Anna Waser – Von Werners Schülerin zur Hofmalerin
Zurück in Zürich malte sie einige Landschaften im Auftrag von Johann Jakob Scheuchzer; unter anderem für die Beschreibungen seiner Reisen in die Alpen mit dem Titel Ouresiphoites Helveticus, sive, itinera per Helvetiae alpinas. Die von der Royal Society in London finanziell geförderte Publikation zählt zu den Hauptwerken Scheuchzers. Bei der Herausgabe war Scheuchzer darauf bedacht, dass die künstlerischen Leistungen seiner jüngeren Cousine entsprechend honoriert wurden. John Thorpe, der verantwortlich für die Drucklegung war, spricht in einem Brief an Scheuchzer von Waser sogar als «the most Ingenious Madame Anne Waser».

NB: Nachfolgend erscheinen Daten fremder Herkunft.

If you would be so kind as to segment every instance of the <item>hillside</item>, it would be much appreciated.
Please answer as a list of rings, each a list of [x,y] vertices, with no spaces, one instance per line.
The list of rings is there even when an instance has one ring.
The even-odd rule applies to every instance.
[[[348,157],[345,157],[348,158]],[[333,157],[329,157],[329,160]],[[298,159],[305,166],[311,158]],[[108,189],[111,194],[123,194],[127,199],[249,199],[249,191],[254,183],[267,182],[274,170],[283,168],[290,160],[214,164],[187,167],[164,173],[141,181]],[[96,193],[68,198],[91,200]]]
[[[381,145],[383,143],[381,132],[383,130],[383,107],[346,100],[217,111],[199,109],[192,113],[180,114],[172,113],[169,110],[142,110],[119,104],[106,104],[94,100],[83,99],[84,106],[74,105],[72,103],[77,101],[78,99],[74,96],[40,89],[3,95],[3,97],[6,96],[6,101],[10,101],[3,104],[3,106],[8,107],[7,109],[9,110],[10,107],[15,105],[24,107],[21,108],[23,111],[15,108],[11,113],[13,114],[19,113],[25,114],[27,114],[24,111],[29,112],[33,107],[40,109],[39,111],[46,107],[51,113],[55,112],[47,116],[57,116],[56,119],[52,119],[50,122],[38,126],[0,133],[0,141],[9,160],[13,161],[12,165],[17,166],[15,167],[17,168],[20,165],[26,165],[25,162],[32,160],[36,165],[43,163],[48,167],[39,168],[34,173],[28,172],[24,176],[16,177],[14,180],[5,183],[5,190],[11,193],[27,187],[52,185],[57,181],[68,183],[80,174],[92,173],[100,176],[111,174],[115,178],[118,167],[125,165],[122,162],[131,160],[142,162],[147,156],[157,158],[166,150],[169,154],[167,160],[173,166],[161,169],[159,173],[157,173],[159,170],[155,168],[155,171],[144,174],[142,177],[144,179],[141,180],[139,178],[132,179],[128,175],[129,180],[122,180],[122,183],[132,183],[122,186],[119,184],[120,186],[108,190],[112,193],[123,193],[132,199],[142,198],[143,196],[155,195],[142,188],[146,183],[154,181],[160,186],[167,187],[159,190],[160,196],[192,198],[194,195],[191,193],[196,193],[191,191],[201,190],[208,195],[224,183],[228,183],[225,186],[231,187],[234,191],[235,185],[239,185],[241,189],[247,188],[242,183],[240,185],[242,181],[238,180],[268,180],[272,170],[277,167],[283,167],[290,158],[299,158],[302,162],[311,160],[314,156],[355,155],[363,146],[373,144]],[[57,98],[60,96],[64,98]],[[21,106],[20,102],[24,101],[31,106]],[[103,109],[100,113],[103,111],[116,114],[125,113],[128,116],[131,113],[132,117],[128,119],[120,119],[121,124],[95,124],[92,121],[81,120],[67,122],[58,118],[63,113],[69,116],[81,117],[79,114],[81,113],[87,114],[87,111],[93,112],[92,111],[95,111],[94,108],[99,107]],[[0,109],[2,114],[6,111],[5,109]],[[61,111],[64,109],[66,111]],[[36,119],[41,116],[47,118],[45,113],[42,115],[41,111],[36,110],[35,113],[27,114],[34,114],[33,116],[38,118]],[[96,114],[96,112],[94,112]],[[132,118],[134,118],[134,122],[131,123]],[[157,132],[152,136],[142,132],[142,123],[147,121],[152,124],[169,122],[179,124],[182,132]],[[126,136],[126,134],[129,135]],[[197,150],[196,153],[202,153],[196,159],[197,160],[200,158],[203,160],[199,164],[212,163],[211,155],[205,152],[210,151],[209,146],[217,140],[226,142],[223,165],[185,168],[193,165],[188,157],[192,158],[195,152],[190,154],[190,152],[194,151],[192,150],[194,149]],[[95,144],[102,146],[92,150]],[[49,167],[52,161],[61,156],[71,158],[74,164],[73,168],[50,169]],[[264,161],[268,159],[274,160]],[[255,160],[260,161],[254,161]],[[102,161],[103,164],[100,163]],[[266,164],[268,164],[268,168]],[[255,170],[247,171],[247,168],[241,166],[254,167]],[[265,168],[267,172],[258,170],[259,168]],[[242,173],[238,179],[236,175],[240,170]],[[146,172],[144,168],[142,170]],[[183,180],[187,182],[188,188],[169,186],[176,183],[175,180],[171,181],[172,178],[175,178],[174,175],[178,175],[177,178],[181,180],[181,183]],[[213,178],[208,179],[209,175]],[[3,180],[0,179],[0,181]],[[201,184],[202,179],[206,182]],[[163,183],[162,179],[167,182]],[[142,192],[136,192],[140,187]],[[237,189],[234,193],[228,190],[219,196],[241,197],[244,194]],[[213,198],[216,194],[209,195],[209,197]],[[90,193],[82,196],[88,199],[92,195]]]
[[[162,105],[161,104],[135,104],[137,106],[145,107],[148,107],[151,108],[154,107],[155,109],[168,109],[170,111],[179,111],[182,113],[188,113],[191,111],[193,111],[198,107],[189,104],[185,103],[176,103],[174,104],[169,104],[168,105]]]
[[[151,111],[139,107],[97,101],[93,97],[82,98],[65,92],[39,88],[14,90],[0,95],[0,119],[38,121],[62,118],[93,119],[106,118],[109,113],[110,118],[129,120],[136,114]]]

Maria Sibylla Merian – Das Studium der Natur und deren Metamorphosen
«Ihr forschendes Auge blieb bey dieser Entdeckung nicht stehen; sie gieng weiter, und drang in diesen Theil der Natur-Wissenschaft völlig hinein. Ihr edel denkendes Herz war begierig, ihre Bemühungen nutzbar zu machen, und der Welt mitzutheilen […]».
Die Ergebnisse ihrer systematischen Forschung hielt sie in zarten Zeichnungen fest, die als Grundlage für ihre gedruckten Werke dienten.


Wie keine andere Frau zu dieser Zeit verstand es Merian, sich ein weit verzweigtes Netzwerk aufzubauen und in der männlich dominierten Gelehrtenwelt Fuss zu fassen. Zu ihrer Existenzsicherung verkaufte sie nach ihrer Rückkehr aus Suriname in ihrem Amsterdamer Laden neben Pigmenten und Büchern auch ausgestopfte Tiere, die sie von ihrer Reise mitgebracht hatte.